Detection Method:Sandwich
Test principle:This assay employs a two-site sandwich ELISA to quantitate TUBA1B in samples. An antibody specific for TUBA1B has been pre-coated onto a microplate. Standards and samples are pipetted into the wells and anyTUBA1B present is bound by the immobilized antibody. After removing any unbound substances, a biotin-conjugated antibody specific for TUBA1B is added to the wells. After washing, Streptavidin conjugated Horseradish Peroxidase (HRP) is added to the wells. Following a wash to remove any unbound avidin-enzyme reagent, a substrate solution is added to the wells and color develops in proportion to the amount of TUBA1B bound in the initial step. The color development is stopped and the intensity of the color is measured.

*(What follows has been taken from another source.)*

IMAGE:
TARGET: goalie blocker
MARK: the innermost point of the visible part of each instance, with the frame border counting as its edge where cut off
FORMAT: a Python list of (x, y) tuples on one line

Product Overview:TUBA1B expression was upregulated in HCC tumor tissues and proliferating HCC cells, and an increased TUBA1B expression was associated with poor overall survival and resistance to paclitaxel of HCC patients.The human counterpart of the mouse tubulin gene M-alpha-2 is the k-alpha-1 gene, cloned from a human keratinocyte cDNA library by Cowan et al. (1983). The k-alpha-1 gene encodes a predicted 451-amino acid protein that differs from the b-alpha-1 protein by only one amino acid. By Northern blotting, k-alpha-1 mRNA was expressed in all tissues tested. By Northern blot analysis and in situ hybridization, Miller et al. (1987) found that the rat homolog of k-alpha-1, which they called T26, is expressed constitutively at a low level in most or all neural cell types throughout development, with some enrichment in proliferative zones.